In [1]:
import shutil
import os
from Llibreries.grid_library import * 
from Llibreries.lungs_detection_library import *
import cv2

Due to IPython and Windows limitation, python multiprocessing isn't available now.
So `number_workers` is changed to 0 to avoid getting stuck


torch.linalg.solve has its arguments reversed and does not return the LU factorization.
To get the LU factorization see torch.lu, which can be used with torch.lu_solve or torch.lu_unpack.
X = torch.solve(B, A).solution
should be replaced with
X = torch.linalg.solve(A, B) (Triggered internally at  C:\actions-runner\_work\pytorch\pytorch\builder\windows\pytorch\aten\src\ATen\native\BatchLinearAlgebra.cpp:859.)
  ret = func(*args, **kwargs)


Get the lungs detector model 

In [2]:
lungsDetectorModel = setupLungsDetectionLearner()

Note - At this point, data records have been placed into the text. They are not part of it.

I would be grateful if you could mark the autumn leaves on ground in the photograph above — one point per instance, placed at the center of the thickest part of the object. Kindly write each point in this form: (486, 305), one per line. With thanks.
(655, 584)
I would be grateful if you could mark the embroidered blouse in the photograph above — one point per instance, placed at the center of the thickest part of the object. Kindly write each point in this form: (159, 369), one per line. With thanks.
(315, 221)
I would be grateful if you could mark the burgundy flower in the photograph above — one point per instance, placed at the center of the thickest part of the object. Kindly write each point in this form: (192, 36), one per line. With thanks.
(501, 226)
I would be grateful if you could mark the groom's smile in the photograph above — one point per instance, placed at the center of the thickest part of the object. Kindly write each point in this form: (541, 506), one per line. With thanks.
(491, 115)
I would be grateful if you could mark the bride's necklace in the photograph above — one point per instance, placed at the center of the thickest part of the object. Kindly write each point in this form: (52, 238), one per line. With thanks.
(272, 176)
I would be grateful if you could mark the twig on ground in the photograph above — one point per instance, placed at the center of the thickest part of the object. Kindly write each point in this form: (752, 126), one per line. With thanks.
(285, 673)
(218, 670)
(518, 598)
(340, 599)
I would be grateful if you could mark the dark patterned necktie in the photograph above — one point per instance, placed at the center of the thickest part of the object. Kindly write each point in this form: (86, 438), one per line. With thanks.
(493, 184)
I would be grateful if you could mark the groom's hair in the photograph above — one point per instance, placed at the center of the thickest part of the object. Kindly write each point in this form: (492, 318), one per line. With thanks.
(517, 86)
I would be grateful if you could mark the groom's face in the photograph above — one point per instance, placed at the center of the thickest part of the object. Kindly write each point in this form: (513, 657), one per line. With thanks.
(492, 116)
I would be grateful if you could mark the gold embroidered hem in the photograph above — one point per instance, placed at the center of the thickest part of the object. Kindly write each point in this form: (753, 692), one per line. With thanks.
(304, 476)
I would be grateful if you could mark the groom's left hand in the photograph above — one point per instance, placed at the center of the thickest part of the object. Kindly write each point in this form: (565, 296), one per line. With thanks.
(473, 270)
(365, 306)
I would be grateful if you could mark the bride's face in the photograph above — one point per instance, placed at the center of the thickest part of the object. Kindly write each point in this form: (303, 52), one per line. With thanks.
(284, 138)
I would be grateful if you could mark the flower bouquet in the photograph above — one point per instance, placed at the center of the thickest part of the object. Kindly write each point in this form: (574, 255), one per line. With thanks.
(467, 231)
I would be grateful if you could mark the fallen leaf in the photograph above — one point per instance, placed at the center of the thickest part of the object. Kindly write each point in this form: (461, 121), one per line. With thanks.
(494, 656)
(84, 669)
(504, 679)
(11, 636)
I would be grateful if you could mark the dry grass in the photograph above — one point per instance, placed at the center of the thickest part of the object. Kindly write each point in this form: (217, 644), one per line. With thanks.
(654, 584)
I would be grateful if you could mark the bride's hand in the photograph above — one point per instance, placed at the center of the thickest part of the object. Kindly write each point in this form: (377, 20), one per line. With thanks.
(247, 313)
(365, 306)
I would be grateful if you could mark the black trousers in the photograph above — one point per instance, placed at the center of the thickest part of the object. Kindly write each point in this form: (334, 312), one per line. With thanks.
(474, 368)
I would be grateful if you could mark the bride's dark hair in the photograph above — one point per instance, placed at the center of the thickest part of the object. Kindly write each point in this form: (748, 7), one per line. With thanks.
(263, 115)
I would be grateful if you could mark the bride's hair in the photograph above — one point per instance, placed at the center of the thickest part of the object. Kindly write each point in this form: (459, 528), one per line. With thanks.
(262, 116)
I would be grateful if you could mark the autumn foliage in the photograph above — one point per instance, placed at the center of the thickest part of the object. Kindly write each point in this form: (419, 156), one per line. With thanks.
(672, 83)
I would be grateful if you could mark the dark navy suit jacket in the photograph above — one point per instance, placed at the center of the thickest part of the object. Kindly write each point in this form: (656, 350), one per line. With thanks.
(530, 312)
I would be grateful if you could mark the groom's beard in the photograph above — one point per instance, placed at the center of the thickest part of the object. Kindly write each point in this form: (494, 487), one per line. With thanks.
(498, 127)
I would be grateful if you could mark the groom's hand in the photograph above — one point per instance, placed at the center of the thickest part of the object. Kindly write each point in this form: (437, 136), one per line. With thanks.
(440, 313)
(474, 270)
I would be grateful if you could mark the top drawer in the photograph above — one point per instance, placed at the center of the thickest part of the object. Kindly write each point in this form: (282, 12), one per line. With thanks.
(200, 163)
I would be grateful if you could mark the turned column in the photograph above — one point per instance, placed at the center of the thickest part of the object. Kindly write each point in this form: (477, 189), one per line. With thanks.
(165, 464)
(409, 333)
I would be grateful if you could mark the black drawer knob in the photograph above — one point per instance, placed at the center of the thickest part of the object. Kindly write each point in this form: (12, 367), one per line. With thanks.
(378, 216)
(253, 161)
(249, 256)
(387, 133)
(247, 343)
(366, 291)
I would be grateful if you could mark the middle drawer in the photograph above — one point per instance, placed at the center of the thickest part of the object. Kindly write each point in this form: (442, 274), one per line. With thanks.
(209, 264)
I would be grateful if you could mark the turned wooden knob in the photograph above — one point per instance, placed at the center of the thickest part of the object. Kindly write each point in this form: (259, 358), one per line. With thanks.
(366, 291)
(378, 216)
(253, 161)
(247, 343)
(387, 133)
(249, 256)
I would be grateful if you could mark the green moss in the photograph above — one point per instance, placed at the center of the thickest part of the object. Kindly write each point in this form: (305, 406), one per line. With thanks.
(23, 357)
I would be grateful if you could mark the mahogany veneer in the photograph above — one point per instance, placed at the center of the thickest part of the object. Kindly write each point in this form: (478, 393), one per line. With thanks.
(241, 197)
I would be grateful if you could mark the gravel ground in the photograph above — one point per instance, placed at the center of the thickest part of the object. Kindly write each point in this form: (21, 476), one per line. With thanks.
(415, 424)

Get the original dataset of pleural effusion/normal images with their full size 

In [3]:
original_ds_path = '../../../Datasets_originals/RepoGithub_ref/original_ds/' 
assert os.path.isdir(original_ds_path), "Couldn't find the dataset at {}".format(original_ds_path.data_dir)


In [4]:
def getImgs(setName, labelType): #setName can be 'train'/'valid'/'test'; labelType can be 'normal'/'effusion'
    data_dir = os.path.join(original_ds_path, setName, labelType)
    imgs = os.listdir(data_dir)
    imgs = [os.path.join(data_dir, f) for f in imgs if f.endswith('.png')]
    return imgs

In [5]:
# Get the images paths of each set (train/valid/test) and type (normal/effusion)
imgsPaths = {'train': (getImgs('train', 'normal'), getImgs('train', 'effusion')),
                 'valid': (getImgs('valid', 'normal'), getImgs('valid', 'effusion')),
                 'test': (getImgs('test', 'normal'), getImgs('test', 'effusion'))}

Extract the grids of the detected lungs where pleural effusion can be located and create a new dataset with these grids

In [6]:
def extractPleuralGrids(imgPath):
    """Return the grid of the left lung and the grid of the right lung where pleural effusion can be located"""
    
    imgOri = cv2.imread(imgPath, cv2.IMREAD_GRAYSCALE) 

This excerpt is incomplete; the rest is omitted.